Any offender who is convicted of a primary designated sexual offence (e.g. sexual assault, sexual interference, possession of child pornography, etc.) will be ordered by the court, at the time of sentencing or within 90 days thereafter, to register with the registration site that serves the area of their main residence. A person so ordered must register within 7 days, or if they are incarcerated for their crime, within 7 days from their release date. The information that is collected from the offender is confidential, and is not available to the public.

The main purpose of Canada's NSOR is to assist a police officer who is investigating, or to help prevent, a crime of a sexual nature. NSOR analysts can provide the most current information available about a suspect who is already a registered sex offender, or can search the NSOR database for possible suspects in sexual offence cases where the offender is unknown.
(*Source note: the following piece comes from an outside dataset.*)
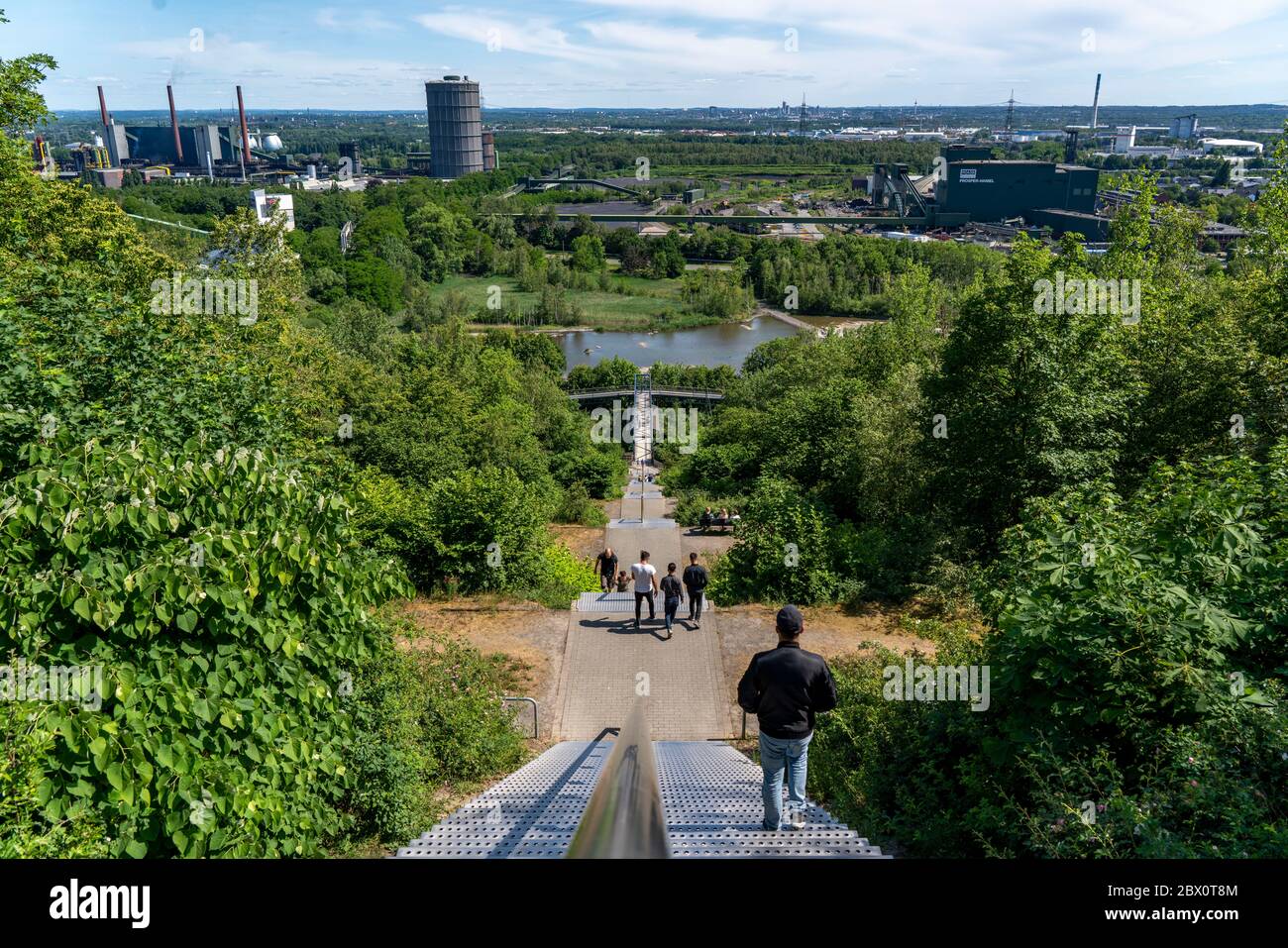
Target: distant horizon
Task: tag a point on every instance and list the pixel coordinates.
(656, 54)
(909, 106)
The NSOR database also contains details concerning many sex offenders who were convicted and sentenced prior to December 15, 2004, referred to as "retrospective" offenders. The criteria for this group was that they must have still been serving an active portion of their sentence on the date that the SOIR Act came into force (i.e. still incarcerated) on probation, or on parole. These retrospective offenders were tracked down by various law enforcement authorities, and were served with a Notice that they were required to register for the NSOR after a one-year grace period. The last day of that grace period was December 15, 2005.

Anyone required to register with Canada's National Sex Offender Registry is required to comply with the following obligations:

1. to register with their registration site once a year. The registration site is usually the police agency that serves the area where the offender's main residence is located, although this description varies somewhat by province or territory;
2. to advise their registration site, within 7 days, of any change of name;
3. to advise their registration site, within 7 days, of any change of address or change of employment;
4. to advise their registration site, within 7 days, of any absence from their main address that will be for at least 7 consecutive days. They must advise of their date of departure, their actual or estimated date of return, and of the address(es) where they will be while absent. In addition, the offender is required to advise the registration site, within 7 days of their return to their residence, of their actual date of return.

An Order or Notice requires an offender to comply with the SOIR Act for a term of either 10 years, 20 years, or life. The term is determined by the maximum possible penalty the offender could have received for the offence for which he/she was sentenced. Also, if the offender has a previous conviction for any sexual offence (it does not have to be the same sexual offence for which they're now being sentenced), or if they are convicted of more than one primary designated offence, or if they're already under a previously-issued Order or Notice, the minimum term that will apply is life.

Since April 15, 2011, individuals who return to Canada and who have been convicted of a sexual offence outside of the country, must report this fact within 7 days to the nearest police force. Depending on the nature of the offence, they may receive notice that their name will be added to the NSOR, and that they will be required to comply with the same reporting obligations under the SOIR Act.